Signals V2 “Cosmic” Data

The Signals V2 “Cosmic” dataset is officially released. Download it here.

Similar to the V5 Atlas dataset for the Numerai tournament, the Cosmic release focuses on universe expansion - including even more stocks than the Atlas dataset. We also substantially improved our numerai_ticker and the country feature column.

In the Atlas forum post, we showed v5 models perform much better than v4 models solely due to the larger universe. The case is similar for Signals V2 data. Here are the diagnostics for V1 example validation predictions scored against the V1 dataset:

And here are the diagnostics for V2 example predictions scored against the V2 dataset:

You can see that there is an increase in the mean and Sharpe for 3 of the primary metrics. No change to the model or training parameters, just a larger universe. Note: while churn of our example model does increase, we believe this is negligible and we know that churn is relatively easy to control.

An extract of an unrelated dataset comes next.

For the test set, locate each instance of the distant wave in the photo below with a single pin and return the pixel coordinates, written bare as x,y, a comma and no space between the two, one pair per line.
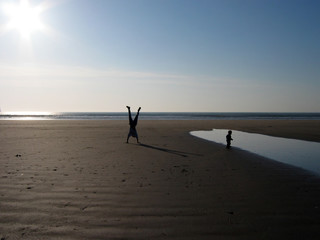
158,116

Below, you can see that the ticker universe has greatly expanded from around 5000 stocks in recent years to well over 6000. This is at least a 20% increase for all eras in the last decade:

We’ve added several new countries to the dataset including Chile, China, Colombia, Egypt, India, Morocco, Peru, Qatar, Russia, and UAE. We also fixed several consistency issues with our ticker and country columns. Countries now have consistent codes throughout the entire dataset, and notations such as shareclass are either made consistent or removed altogether if unnecessary.

Signals V2 data will be used for Signals submissions starting Dec 3, 2024. Our records indicate this would not significantly affect the community since we do not require full coverage of the Signals universe.

Signals V2 data will be used for Signals scores in rounds starting on or after Jan 1, 2025.

Furthermore, with this release we are officially deprecating Signals V0, V1, and the ticker map files. These files have been de-listed from the website, but we will allow users to continue downloading these files via the API until Jan 1, 2025. On this date, these files will be removed and will no longer be available for download. They will not be updated each round and the historical files will be deleted. We are unable to provide alternatives.

3 Likes

What is the process for switching over the below CSV files to this new V2 dataset? Will the v2 version be a different S3 path or the same?

AWS_BASE_URL = ‘https://numerai-signals-public-data.s3-us-west-2.amazonaws.com
SIGNALS_UNIVERSE = f’{AWS_BASE_URL}/latest_universe.csv’
SIGNALS_TICKER_MAP = f’{AWS_BASE_URL}/signals_ticker_map_w_bbg.csv’
SIGNALS_TARGETS = f’{AWS_BASE_URL}/signals_train_val_bbg.csv’

Dear Numer.ai,

I am writing to suggest the creation of an ETF (Exchange-Traded Fund) based on your hedge fund. This would allow smaller investors, including the Numer.ai community, to invest in your fund and potentially benefit from its success.

I believe this would be a mutually beneficial opportunity, providing greater access to your fund while also expanding your investor base.

Thank you for considering this suggestion. I look forward to hearing your thoughts.

Sincerely,
Yan

You can get the universe from the live.parquet file. We are unable to provide equivalents for the ticker map files.

I am currently using the opensignals to pull data from Yahoo. Is anyone working to update this package to work with v2 data? I am looking at the new live.parquet file and without a yahoo column, I am unsure how to correctly pull data from Yahoo.